3 luglio 2013

RADUNI NEONAZI E LA MEMORIA DI MILANO


L’ordinanza del Comune di Milano contro la vendita di gelato dopo la mezzanotte, nei distretti della movida, ha avuto una coincidenza infelice con un raduno internazionale neonazista. Una decina di band hanno animato un rave party all’insegna di inni alla violenza, alla xenofobia e al razzismo nella periferia di Milano, tra i capannoni della zona industriale di Rogoredo.

Una periferia che non è tale perché vede una continuità con la conurbazione di cintura, San Donato e San Giuliano, ma che conosce una condizione di marginalità per le funzioni residuali pubbliche e private che contraddistinguono l’area intorno al nodo cruciale e prezioso costituito dalla stazione FS e dalla Metropolitana. Così si è passati dalle fabbriche abbandonate delle metropoli statunitensi da dove i primi rave sono nati alla marginalità periurbana milanese priva di una governance metropolitana.

Se oltreoceano e poi in Europa i rave volevano denunciare la condizione sociale di migliaia di operai disoccupati nei capannoni ora vuoti, qui i potenti amplificatori hanno scandito per ore elogi della razza e dell’estetica della violenza combinati con campionature elettroniche e sequenze ritmiche.

L’ordinanza anti gelato è il frutto di un “percorso partecipato con i commercianti, i residenti e i consigli di zona coinvolti” il provvedimento, già in vigore l’anno scorso, per pizzerie e venditori di kebab è stato esteso alle gelaterie, circa venti locali, con l’obiettivo di “dissuadere la formazione di assembramenti notturni sui marciapiedi” in determinati quartieri della città.
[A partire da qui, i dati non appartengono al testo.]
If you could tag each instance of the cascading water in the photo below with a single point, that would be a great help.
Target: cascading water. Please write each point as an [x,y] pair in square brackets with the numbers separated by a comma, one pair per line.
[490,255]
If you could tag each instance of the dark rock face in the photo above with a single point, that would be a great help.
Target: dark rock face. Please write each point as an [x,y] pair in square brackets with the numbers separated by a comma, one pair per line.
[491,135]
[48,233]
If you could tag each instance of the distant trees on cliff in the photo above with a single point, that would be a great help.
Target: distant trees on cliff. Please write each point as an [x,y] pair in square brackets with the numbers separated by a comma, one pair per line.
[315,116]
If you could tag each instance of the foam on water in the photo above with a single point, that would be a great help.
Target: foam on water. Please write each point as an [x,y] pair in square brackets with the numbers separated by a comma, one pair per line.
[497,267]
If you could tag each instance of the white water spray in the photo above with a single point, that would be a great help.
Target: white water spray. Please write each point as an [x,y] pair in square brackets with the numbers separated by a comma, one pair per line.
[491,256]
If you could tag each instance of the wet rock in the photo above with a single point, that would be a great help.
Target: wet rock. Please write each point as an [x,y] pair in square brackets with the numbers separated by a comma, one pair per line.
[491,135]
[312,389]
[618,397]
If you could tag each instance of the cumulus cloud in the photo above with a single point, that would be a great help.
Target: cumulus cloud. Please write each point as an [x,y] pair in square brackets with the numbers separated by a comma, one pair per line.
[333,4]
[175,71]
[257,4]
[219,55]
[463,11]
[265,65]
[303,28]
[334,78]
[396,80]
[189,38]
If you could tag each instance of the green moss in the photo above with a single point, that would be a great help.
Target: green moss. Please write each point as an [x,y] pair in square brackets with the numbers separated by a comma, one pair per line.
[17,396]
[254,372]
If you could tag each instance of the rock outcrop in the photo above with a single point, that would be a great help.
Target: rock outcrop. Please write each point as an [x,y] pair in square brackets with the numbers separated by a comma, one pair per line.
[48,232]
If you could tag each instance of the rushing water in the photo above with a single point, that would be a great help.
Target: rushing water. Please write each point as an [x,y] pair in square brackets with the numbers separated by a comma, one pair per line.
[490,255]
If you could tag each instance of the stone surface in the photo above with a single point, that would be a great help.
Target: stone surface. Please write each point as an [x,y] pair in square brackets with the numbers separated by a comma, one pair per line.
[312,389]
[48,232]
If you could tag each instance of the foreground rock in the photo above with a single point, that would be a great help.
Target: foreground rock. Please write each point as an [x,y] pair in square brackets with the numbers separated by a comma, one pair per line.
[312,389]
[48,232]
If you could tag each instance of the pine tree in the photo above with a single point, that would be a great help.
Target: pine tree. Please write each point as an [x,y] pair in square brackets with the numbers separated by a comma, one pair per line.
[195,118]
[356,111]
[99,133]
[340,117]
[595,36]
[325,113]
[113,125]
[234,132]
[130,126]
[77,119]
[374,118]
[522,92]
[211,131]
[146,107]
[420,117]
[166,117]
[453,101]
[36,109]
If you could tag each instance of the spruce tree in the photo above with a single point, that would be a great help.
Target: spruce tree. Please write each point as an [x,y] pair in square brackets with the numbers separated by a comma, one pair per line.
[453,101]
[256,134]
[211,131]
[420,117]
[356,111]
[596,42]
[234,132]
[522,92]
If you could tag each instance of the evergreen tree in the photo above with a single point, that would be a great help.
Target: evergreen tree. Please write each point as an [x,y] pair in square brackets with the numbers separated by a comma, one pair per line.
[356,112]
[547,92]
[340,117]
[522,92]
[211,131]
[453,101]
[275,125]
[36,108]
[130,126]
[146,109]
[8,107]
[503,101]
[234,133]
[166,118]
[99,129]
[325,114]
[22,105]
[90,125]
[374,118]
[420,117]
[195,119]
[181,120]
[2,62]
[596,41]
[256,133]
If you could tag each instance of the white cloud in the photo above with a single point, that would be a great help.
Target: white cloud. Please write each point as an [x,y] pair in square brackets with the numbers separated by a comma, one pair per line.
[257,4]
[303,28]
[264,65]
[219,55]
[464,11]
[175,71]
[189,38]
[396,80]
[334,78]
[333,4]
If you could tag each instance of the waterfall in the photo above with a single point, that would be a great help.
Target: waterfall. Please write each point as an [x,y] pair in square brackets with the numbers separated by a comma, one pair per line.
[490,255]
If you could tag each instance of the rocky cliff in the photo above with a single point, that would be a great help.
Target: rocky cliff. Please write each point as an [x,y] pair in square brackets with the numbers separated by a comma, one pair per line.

La cosa stride con un raduno internazionale convocato per le vie digitali che si affolla nella marginalità urbana indefinita. Il mio non è un riflesso pavloviano da anni ’70, ciò che mi ha colpito è stato l’impossessarsi di un format che propone una ritualità collettiva da parte dei naziskin. Che nella mia città si pensi di vietare i gelati mentre si permette il rave party naziskin é allucinante.

Qui non siamo di fronte alla mascherata dei nazisti dell’Illinois ridicolizzati dai Blues Brothers, qui c’è un raduno ammantato di illegalità, una occasione di relazione sociale che usa un registro espressivo come quello musicale, apparentemente senza spartito e senza sceneggiatura ma ben orchestrato dagli organizzatori, a partire dalla scaletta dei gruppi “Corona Ferrea”, gli inglesi “Brutal Attack”, i “Garrota”, gli statunitensi Bully Boys statunitensi con i loro pezzi forti “White Pride” e “Hammerskins” ecc. Si tratta di una miscela pericolosa laddove si propone e diventa di identificazione generazionale, sarebbe colpevolmente miope sottovalutarla. Se un format come il rave party, che si rivolge ai giovani e risponde alla loro necessità di affermazione per contrapposizione e trasgressione, diventa un “merito” dei naziskin e costruisce una memoria e un immaginario parallelo la buffonata diventa un guaio, ben presto fuori dalla marginalità urbana.

L’amministrazione comunale di Milano laconicamente ha fatto sapere che “le autorizzazioni o le azioni preventive sono per legge di competenza della Questura e Prefettura. L’Amministrazione non ha quindi potestà di intervento diretto” un silenzio inane, poteva muoversi direttamente verso la Questura e la Prefettura. Io credo che Aldo “Iso” Aniasi si sarebbe mosso anche in direzione dei capannoni di Rogoredo.